My mother, Zena Adelman, would roast the most amazing rotisserie chickens and the family would enjoy our lunch sitting on the picnic tables in one of the park pavilions overlooking the lake. Each Sunday the family would spend the day together at nearby Haulover Beach along with my grandparents, aunts, uncles, and cousins. We would grill burgers and hot dogs, go swimming in the ocean, and play games of horseshoes in the sand.

The 163rd Street shopping center was an open-air center back then and was the place to go. Besides Burdines, Richards, JC Penney, and Woolworths there were the movie theaters and the little amusement park full of rides for the children. It was also the home to such wonderful eating places back then as Corky’s, Wolfie’s, Mr. Coney Island, Mr. Donut, and Figaro’s Pizza.

Back in the 1960s the public schools in North Miami Beach were not air conditioned or heated. In the winters you would really have to bundle up to stay warm and the rest of the year you had to battle the heat. I can remember the sweat running down my forehead onto the papers I would be writing on throughout my years at Ojus Elementary, JFK Junior High, and Miami Norland Senior High.

North Miami Beach had a very large Jewish population during the time I grew up there. I attended Hebrew school at Beth Torah and later on at Temple Adath Yeshuron. These were both wonderful congregations and along with my magnificent parents they taught me important family values that have stuck with me throughout my life.

As I got to be an older teen I experienced the wonders of downtown Miami. My best friend and I would take an hour-long bus trip to Flagler Street to check out the stores and restaurants and take in a movie or two before taking that long trip back home. It was like visiting another country for us back then with all of the Cuban cultural things we would find there that were so different than what we were accustomed to at that time in North Miami Beach.

After graduating high school I began what was to be a temporary weekend job as inventory help at the new JByrons department store at the Skylake Mall. That temporary job ended up lasting 25 years. I worked as a stock boy and salesperson while attending Miami-Dade Community College and later FIU. After graduating from college in 1975 I went into their management program and was the store manager at many of their locations from 1977 until they unfortunately went out of business in 1997.

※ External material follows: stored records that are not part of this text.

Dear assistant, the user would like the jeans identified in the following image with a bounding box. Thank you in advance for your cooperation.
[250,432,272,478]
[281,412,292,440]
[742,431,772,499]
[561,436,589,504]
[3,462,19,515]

During my 20 plus years in retail management I worked in numerous areas of Miami-Dade County, such as Allapattah, Suniland, Cutler Ridge, Homestead, Kendall, Skylake, Hialeah, and Coral Gables. I was very fortunate to work with so many outstanding people during those years of all different races, ethnicities, and cultures that help make Miami the incredible city that it is. It also allowed me to meet my beautiful wife, the former Susana Suarez.

We have been married now for over 38 years and have the pleasure of living a multi-cultured life of American-Cuban, as well as Jewish-Catholic. We, along with our loving daughter, Michelle, son-in-law Lu, and new baby grandson, Angel, speak in both English and Spanish, celebrate a number of diverse holidays such as Hanukah and Christmas, and cook and enjoy foods like matzo ball soup and arroz con pollo.

We get to attend the bar mitzvahs and bat mitzvahs of my sister Linda’s beautiful grandchildren and also Noche Buena celebrations with all of the wonderful members of my wife’s family who have been very loving toward me from the very first day I met them. I wouldn’t want to have lived my life in any other way.

As mentioned earlier, these are just some of the things that make living in Miami so unique and I am so happy that I was able to grow up and live here the vast majority of my life.